Promu
alors général de division début 1915, il reçoit le commandement du 33ème
corps et tient le secteur d'Arras qu'il dégage le 9 mai après des combats
acharnés. Le général Pétain est élevé au grade de Commandeur
de la Légion d'Honneur, puis désigné au commandement de la 2ème armée
en septembre 1915.
Il
sauve la place de Verdun, attaquée le 21 février 1916,
en organisant, la défense aérienne et terrestre, et en
mettant en oeuvre une noria de relèves acheminées par
la route de Bar-le-Duc à Verdun, baptisée "La Voie
sacrée".
Le
15 mai 1917, il est nommé commandant en chef des armées
françaises qu'il conduira jusqu'à la victoire. Il est
notamment appelé à réprimer les mutineries qui avaient
éclaté après l'attaque du Chemin des Dames en avril.
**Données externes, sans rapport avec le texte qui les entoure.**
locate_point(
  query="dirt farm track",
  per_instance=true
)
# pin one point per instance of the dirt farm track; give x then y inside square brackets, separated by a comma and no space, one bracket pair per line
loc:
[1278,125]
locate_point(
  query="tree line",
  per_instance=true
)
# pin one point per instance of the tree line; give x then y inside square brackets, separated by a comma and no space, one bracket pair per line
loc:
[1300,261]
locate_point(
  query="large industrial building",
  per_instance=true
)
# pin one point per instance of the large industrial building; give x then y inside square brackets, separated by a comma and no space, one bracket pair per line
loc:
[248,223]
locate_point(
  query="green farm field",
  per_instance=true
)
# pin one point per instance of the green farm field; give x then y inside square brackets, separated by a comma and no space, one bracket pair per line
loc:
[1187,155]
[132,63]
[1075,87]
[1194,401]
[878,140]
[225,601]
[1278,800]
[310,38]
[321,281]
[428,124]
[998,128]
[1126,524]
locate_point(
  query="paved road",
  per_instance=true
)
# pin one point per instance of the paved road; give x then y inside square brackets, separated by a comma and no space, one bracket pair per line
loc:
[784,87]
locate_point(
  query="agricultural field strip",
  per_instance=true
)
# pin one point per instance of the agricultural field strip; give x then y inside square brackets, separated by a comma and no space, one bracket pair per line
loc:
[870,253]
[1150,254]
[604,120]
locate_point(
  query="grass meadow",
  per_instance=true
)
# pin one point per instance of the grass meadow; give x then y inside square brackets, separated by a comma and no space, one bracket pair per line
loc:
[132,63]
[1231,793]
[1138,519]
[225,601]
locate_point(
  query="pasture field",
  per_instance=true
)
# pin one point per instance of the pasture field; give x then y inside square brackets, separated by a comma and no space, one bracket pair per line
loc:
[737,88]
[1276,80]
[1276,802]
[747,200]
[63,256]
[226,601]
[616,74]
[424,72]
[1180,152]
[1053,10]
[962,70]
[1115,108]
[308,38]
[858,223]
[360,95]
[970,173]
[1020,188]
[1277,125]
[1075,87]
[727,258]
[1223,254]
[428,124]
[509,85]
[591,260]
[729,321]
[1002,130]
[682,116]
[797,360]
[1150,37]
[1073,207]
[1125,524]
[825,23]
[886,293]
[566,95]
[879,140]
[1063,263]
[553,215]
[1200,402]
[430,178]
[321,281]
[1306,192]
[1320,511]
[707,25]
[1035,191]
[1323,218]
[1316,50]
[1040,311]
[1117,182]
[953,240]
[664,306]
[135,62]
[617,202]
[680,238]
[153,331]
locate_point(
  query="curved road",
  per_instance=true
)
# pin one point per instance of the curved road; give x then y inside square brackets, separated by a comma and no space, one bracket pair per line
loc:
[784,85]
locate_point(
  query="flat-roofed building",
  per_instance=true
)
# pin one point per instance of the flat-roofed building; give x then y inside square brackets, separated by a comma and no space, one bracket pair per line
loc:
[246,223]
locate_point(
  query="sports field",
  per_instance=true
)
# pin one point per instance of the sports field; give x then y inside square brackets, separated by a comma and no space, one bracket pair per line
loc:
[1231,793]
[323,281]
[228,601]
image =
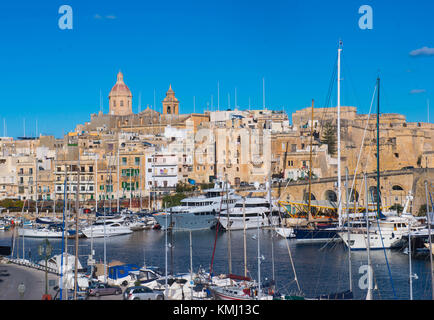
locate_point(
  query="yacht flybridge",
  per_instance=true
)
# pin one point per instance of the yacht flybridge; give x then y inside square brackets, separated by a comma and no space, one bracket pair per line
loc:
[198,213]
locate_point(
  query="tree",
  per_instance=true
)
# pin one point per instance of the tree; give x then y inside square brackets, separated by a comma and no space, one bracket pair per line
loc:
[173,200]
[397,207]
[422,210]
[329,137]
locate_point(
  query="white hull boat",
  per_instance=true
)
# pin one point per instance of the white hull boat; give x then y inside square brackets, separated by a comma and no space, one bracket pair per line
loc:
[249,214]
[109,230]
[285,232]
[387,234]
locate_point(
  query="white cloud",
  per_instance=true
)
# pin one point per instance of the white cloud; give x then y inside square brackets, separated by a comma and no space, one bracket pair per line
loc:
[417,91]
[424,51]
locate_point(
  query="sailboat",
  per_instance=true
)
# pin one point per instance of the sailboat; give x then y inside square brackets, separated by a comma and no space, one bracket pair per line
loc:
[388,230]
[323,230]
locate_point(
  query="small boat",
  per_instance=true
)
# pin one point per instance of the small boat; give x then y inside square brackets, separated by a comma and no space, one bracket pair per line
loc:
[256,211]
[285,232]
[387,234]
[40,232]
[110,229]
[200,212]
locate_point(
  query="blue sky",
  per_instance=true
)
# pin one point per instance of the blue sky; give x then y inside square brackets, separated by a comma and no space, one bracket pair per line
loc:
[54,77]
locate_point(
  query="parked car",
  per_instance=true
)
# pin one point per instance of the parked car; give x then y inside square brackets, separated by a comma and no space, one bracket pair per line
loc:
[142,293]
[102,289]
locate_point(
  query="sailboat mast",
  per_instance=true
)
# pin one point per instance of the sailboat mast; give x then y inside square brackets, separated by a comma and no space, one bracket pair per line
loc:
[378,147]
[244,237]
[339,135]
[271,221]
[229,228]
[310,167]
[409,263]
[348,227]
[368,245]
[428,216]
[77,209]
[117,189]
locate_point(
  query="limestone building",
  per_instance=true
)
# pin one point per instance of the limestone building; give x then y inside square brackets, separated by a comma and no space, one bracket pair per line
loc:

Philippe Pétain
réduit au minimum les exécutions prononcées par le Conseil de Guerre
et rétablit l'ordre et la discipline, en restaurant la confiance des
troupes par l'amélioration des conditions matérielles et morales du
soldat, ainsi que par la suppression des offensives de grand style,
en attendant "les Américains et les chars".
C'est
sa fameuse stratégie expectante définie dans sa directive
n°4 du 20 décembre 1917. Le 8 décembre 1918, Philippe
Pétain reçoit le bâton de Maréchal de France.